Well at least it was...
... a **comprehensive** failure. Seems like they covered all the bases; no sense in doing anything half-arsed. Oh, wait...
How do you spend 469 MILLION pounds and not get anything out the other end? Somewhere someone must have been jumping up and down about signing off these cheques? Is there going to be any kind of criminal investigation? I can't decide which would be worse, the fact that you can spend this much through sheer stupidity or no one spotted the graft.
Buying land, building buildings that stand empty, and paying for 24/7 security presence at them adds a fair bit to the bill.
And of course
The lawyers and consultants usually take the largest slice of any project - don't imagine it's actually spent on anything that could produce a result.
There will be an incredible amount of useless minutae on record that will remain unread and unloved until the eventual heat-death of the universe... that doesn't come free you know
If you read the report
You wil find that PA (who from observations of external documents and reviews appear to have some questions to answer) get away almost scot free!

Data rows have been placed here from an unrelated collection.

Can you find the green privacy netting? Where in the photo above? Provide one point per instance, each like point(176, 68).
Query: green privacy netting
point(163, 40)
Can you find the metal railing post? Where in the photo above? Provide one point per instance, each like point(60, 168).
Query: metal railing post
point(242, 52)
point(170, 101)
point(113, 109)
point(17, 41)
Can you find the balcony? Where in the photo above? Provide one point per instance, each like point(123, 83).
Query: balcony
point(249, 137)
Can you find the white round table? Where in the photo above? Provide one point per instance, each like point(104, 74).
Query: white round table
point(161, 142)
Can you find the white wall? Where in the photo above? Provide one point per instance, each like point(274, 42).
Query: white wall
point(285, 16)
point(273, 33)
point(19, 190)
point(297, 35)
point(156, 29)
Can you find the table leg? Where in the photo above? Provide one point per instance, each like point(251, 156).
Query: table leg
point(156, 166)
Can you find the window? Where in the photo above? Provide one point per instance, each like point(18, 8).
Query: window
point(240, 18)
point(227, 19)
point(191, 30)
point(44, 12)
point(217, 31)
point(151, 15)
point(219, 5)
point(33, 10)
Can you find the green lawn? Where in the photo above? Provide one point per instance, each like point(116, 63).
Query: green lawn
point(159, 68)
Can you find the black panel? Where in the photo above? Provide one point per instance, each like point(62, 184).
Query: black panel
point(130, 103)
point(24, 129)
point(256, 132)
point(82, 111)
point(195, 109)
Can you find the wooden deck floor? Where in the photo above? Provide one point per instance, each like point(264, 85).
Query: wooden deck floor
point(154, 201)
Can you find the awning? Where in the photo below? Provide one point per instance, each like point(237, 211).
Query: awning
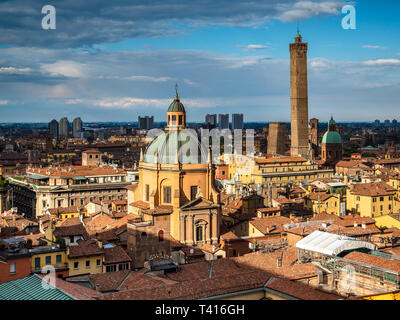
point(331, 244)
point(79, 178)
point(37, 176)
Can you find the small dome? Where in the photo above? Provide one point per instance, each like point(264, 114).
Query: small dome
point(169, 144)
point(331, 137)
point(176, 105)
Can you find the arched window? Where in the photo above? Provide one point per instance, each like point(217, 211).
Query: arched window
point(161, 235)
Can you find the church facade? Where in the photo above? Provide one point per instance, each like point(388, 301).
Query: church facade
point(177, 184)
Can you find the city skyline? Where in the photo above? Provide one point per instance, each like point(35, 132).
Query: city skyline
point(236, 61)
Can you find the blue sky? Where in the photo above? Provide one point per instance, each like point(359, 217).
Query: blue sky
point(113, 61)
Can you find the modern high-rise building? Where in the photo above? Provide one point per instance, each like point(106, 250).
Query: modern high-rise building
point(299, 98)
point(63, 127)
point(237, 121)
point(53, 128)
point(146, 123)
point(77, 127)
point(276, 138)
point(211, 120)
point(223, 121)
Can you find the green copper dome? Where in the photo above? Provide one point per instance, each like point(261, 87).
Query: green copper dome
point(170, 145)
point(331, 137)
point(176, 105)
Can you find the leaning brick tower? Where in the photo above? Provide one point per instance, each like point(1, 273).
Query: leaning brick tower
point(299, 98)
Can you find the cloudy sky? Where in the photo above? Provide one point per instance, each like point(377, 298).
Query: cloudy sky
point(114, 60)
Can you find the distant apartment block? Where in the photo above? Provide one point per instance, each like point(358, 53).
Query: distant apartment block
point(146, 123)
point(223, 121)
point(53, 128)
point(63, 127)
point(76, 127)
point(237, 121)
point(211, 120)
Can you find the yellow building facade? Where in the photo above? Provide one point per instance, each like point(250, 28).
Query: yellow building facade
point(174, 173)
point(279, 171)
point(371, 199)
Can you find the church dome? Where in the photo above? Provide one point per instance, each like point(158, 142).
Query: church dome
point(331, 137)
point(176, 105)
point(177, 144)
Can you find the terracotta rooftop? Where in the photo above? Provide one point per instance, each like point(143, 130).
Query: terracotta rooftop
point(73, 171)
point(140, 204)
point(109, 281)
point(115, 255)
point(84, 248)
point(71, 230)
point(393, 265)
point(279, 160)
point(269, 224)
point(372, 189)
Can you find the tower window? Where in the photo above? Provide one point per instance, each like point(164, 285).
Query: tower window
point(147, 192)
point(161, 235)
point(193, 192)
point(167, 194)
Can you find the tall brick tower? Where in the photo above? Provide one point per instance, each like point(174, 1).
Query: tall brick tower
point(299, 98)
point(276, 138)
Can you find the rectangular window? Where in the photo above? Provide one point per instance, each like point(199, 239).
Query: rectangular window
point(193, 192)
point(12, 267)
point(37, 263)
point(167, 194)
point(147, 192)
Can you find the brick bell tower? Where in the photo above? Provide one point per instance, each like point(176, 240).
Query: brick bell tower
point(299, 98)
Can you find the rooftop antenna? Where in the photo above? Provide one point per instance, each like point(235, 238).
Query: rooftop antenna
point(176, 91)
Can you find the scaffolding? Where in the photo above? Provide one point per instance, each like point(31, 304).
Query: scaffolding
point(365, 277)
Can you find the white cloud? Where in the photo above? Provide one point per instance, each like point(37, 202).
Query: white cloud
point(149, 78)
point(69, 69)
point(308, 9)
point(370, 46)
point(128, 102)
point(382, 62)
point(253, 47)
point(12, 70)
point(73, 101)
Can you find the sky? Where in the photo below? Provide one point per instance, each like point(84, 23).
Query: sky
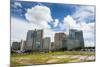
point(52, 18)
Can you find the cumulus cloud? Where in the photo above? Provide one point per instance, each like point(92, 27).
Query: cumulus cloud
point(87, 28)
point(19, 29)
point(39, 15)
point(86, 14)
point(16, 4)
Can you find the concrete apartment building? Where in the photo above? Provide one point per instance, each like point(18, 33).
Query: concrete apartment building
point(58, 40)
point(46, 44)
point(52, 47)
point(34, 40)
point(74, 41)
point(22, 45)
point(15, 46)
point(77, 35)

Anonymous for all the obvious reasons.
Better put the politicos involved on the scale and see who got fat on too many steak dinners fed them by vendors.
You don't throw around a Billion Bucks (TM) without a lot of backflow.
ITIL, TOGAF, ZAMAN... Lalalala...
Yeah... Let me see Government IT project as the golden standard of IT delivery... Lalalala....
All that cash spent on getting PRINCE2 up and running wasnt wasted then....
oh! wait a minute
Who is aware of PRINCE?
So you have a group of possible IT staff (being charitable) who have not been involved in a major government IT procurement project before. At what point does someone become aware of PRINCE2? Is it the responsibility of the IT consultants to do this???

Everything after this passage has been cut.